• ratface posted an update 4 months, 3 weeks ago

    Should you get sent to jail for a joke? Jonathan Pie is on another rant, this time for a case heard in Scotland where a person could go to prison for making a joke.

    Does he have a point?

    Not Safe For Work.

    • I agree with him, you start locking people up for stuff like this and things can get very bad very quickly.

    • I’d rather that people are free to reveal themselves as dickheads.

      I’d rather it wasn’t up to those in power to decide whether someone is funny or should be jailed.

    • “Gas the Jews” Hilarious. Ffs.

      Free speech doesn’t include hate speech.

      It was only a joke isn’t a defence against hate speech or antisemitism.

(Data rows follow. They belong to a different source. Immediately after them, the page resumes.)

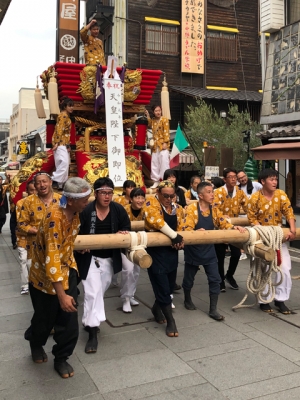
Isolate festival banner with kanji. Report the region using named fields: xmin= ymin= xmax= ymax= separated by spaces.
xmin=104 ymin=78 xmax=127 ymax=187
xmin=181 ymin=0 xmax=205 ymax=74
xmin=56 ymin=0 xmax=79 ymax=63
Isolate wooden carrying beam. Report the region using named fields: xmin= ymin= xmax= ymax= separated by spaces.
xmin=75 ymin=228 xmax=300 ymax=261
xmin=131 ymin=218 xmax=250 ymax=232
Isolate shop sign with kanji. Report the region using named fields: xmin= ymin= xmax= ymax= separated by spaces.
xmin=181 ymin=0 xmax=205 ymax=74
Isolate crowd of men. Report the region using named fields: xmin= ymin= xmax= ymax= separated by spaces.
xmin=1 ymin=168 xmax=296 ymax=378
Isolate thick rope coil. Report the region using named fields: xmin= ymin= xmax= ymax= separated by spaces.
xmin=126 ymin=231 xmax=148 ymax=262
xmin=232 ymin=225 xmax=283 ymax=310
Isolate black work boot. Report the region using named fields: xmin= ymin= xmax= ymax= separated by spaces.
xmin=151 ymin=300 xmax=166 ymax=324
xmin=183 ymin=288 xmax=196 ymax=310
xmin=208 ymin=294 xmax=225 ymax=321
xmin=161 ymin=304 xmax=178 ymax=337
xmin=85 ymin=326 xmax=98 ymax=353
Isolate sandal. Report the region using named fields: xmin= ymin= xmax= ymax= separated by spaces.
xmin=54 ymin=361 xmax=74 ymax=379
xmin=259 ymin=303 xmax=274 ymax=313
xmin=151 ymin=301 xmax=167 ymax=324
xmin=30 ymin=345 xmax=48 ymax=364
xmin=274 ymin=300 xmax=291 ymax=315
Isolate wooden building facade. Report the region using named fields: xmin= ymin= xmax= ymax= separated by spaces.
xmin=87 ymin=0 xmax=262 ymax=129
xmin=127 ymin=0 xmax=262 ymax=128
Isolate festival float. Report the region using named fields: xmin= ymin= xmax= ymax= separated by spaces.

      • Do you not think that he was taking the piddle out of the pug and the Nazi’s simultaneously?

        • No I think he was being a @#$&.

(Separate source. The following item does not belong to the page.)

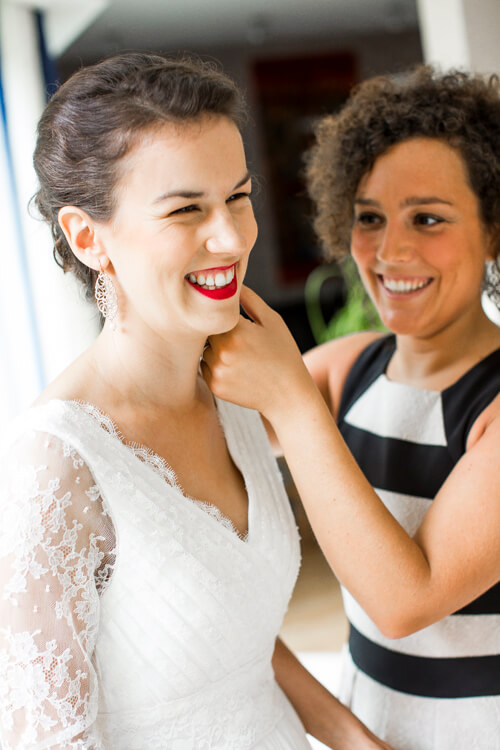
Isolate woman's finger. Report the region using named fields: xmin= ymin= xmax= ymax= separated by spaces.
xmin=240 ymin=285 xmax=271 ymax=325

          Posting it on YouTube makes a mockery of his claims it was just a joke between him and his mates.

          Meanwhile in Scotland antisemitic attacks are up.

          • I’m kinda torn, what he’s done risks making a joke of what happen to the Jews, which isn’t on at all, and possibly makes light of antisemitism, but I don’t know if he should go to jail? The context in which he’s said what he did, wasn’t one in which he was promoting antisemitic views, ie ‘the Jews are like this, and taking advantage of xyz, and have this agenda’, he was getting a pug to do a Nazi salute to sieg heils and making it excited at ‘gas the Jews’. The second might be in really really bad taste, but I dunno if it qualifies as hate speech? Katie Price likening immigrants or asylum seekers (I forget which) to cockroaches was arguably worse. I don’t know, though, I’m torn.

            I think the line is blurred, and he’s in the blurred part between one thing and the other? It’s subjective, but to me he’s just on the side of not spreading hate speech, but it’s a close one. He should be sentenced to any people who see him calling him a twit for a month perhaps?

            He’s definitely a twit…

          • I agree he “was being a @#$&.” but I also think he should not be jailed. Training the dog to respond to “gas the jews” is tasteless and makes me feel very uncomfortable , but I do not feel it is criminal. That said, maybe I am just as bad… in isolation, I would probably have laughed at a dog being trained to respond to “Seig Heil”. To me, that’s more a mockery of Nazis and the over-anthropomorphism of animals than a hate crime. My own position is pretty much the variously misttribued quote:

            “I may not agree with what you say, but I will defend to the death your right to say it.”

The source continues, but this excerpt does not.